Casting about for means to leave the car, Dixon rejected the six-inch corridor left to him between the door and the side-wall nearest him, and, after some bad-tempered leg-play with the gear– and brake-levers, slid across the front seat to the other door. As he did this, something seemed to pluck at the seat of his trousers. When he'd emerged into the giddy heat of the garage, he felt behind him and found he could comfortably insert his first two fingers into a rent in the material. A glance at the driver's seat showed the tip of what must have been a broken spring just emerging from the upholstery. He began slowly to follow Welch, his heart starting to pound and mist breaking out on his spectacles. He allowed a terrible grimace to dawn on his features, forcing his chin down as far as possible and trying to bring his nose up between his eyes. When this was nearing completion, he took off his glasses to rub them clear. His sight was good enough without their aid for him to observe that four witnesses of his actions were posted at the long window some yards away; they were (left to right) Christine, Bertrand, Mrs Welch, and Margaret. He quickly restored his nose to its normal position and began pensively fondling his dropped chin, in the hope of seeming assailed by imbecilic doubt; then, unable to think up any gesture or expression of greeting comprehensive enough to include all the members of such a quartet, pursued Welch's retreating figure round the corner of the house.
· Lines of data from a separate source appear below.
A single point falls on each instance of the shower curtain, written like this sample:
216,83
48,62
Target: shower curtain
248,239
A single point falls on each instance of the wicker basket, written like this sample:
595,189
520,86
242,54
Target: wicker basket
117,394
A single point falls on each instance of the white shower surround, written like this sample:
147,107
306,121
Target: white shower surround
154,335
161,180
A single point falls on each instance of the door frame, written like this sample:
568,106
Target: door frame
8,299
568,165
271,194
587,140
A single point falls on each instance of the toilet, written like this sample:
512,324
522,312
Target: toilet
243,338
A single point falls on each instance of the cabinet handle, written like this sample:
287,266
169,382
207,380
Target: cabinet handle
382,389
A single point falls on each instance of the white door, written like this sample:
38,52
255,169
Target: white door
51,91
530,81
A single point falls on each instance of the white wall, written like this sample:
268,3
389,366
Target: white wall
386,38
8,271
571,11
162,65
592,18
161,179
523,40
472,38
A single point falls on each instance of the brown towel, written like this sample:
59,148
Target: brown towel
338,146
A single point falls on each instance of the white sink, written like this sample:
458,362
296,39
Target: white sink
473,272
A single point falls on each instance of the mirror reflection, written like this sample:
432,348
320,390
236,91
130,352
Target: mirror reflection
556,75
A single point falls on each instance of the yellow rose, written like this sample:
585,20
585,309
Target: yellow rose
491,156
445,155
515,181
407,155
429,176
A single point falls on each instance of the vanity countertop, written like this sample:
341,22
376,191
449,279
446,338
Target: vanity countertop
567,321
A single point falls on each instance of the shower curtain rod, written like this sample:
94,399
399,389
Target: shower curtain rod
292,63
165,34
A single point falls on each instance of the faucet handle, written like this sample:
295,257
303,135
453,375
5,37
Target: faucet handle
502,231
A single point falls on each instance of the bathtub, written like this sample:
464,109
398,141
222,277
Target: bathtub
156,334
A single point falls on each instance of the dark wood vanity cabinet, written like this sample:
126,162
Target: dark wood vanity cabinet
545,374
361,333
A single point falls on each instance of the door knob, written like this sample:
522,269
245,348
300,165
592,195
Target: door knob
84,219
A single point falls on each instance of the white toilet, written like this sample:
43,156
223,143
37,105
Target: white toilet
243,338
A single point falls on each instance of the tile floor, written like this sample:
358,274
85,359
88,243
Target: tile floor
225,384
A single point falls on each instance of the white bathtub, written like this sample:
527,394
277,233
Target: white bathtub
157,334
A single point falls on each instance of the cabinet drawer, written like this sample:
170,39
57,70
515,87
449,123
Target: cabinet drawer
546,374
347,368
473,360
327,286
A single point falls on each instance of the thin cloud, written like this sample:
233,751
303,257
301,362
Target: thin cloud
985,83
What was he going to do about his trousers? Which would be worst: mending them himself, which would involve finding, or more likely re-buying, the required materials, having them repaired at a shop, which meant remembering to ask someone where such a shop could be found, remembering to take the trousers to it and remembering to fetch and pay for them, or asking Miss Cutler to do them? Would the last be quickest? Yes; but it might carry with it the penalty of watching the operation and being talked to by Miss Cutler during it and for an incalculable time after it. Apart from a pair belonging to a suit much too dark for anything but interviews and funerals, his only other trousers were so stained with food and beer that they would, if worn on the stage to indicate squalor and penury, be considered ridiculously overdone. Welch should do the repairs. It was his horrible car, wasn't it? Why hadn't he torn his own vile trousers on the barbed seat? Perhaps he would soon. Or perhaps he had already without noticing.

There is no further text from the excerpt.